Am Ende steigen die ungarischen Schauspieler:innen über die Stuhlreihen ins Publikum und erzählen, was sich an ihrer früheren Universität für Theater und Film Budapest, der SZFE, ereignet hat: "Die Regierung hat uns die Universität entrissen und in eine private Einrichtung verwandelt." "Der neue Vorsitzende des Kuratoriums Attila Vidnyánszky verglich die protestierenden Studierenden und Lehrenden mit Terroristen." "Aber dann geschah es. Wir besetzten die Universität und erklärten, dass wir die neu eingesetzte Leitung nicht hereinlassen würden."

Hoffnung auf Theaterbühnen

Für Lösch ist es beispielhaft, wie die Studierenden sich gewehrt haben, auch wenn sie wegen der Corona-Maßnahmen schließlich die Besetzung abbrechen mussten. Seine Rolle in dem Stück sieht er eher als Moderator. "Die jungen Leute sind gewöhnt, im Kollektiv zu arbeiten", erklärt er. "Sie sollen sich ruhig ausprobieren. Ich achte nur darauf, dass das Stück nicht auseinanderfällt, und greife nur ein, um einen Ausweg aufzuzeigen, wenn sie sich einmal verrannt haben."

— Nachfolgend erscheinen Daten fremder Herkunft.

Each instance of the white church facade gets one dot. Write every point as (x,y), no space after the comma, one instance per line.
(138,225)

"Meine ganze Klasse verließ die Universität. Alle meine Lehrenden haben gekündigt", erzählt Baris. Zu diesen Lehrenden gehörte László Bagossy, heute Intendant des Theaters Tri-Bühne. "Jetzt haben wir keinen stabilen, institutionellen Hintergrund mehr", schildert Hongji die Lage. "Wir proben, wir arbeiten, wir schaffen, wo wir können. In Kellern, in Klassenzimmern, in den Wohnungen der anderen. Und in unserer Freizeit verdienen wir Geld." "Auf dieser Grundlage", so Lisbet, "haben wir den Verein FreeSZFE gegründet, nachdem wir die Universität verließen."Das Publikum in Budapest wird Mitte November ein anderes Ende sehen: Orbán wird vom Saulus zum Paulus, entschuldigt sich und verspricht, sich für Demokratie, Frauenrechte, Kultur und soziale Gerechtigkeit einzusetzen. Dafür bedankt sich das Volk, also die Absolvent:innen, und am Ende heißt es laut Programmheft: "Der Kulturkampf ist beendet. Das politische Establishment mischt sich nicht in die Kunst ein, aber die Kunst ist mutig und aktiv in der Politik."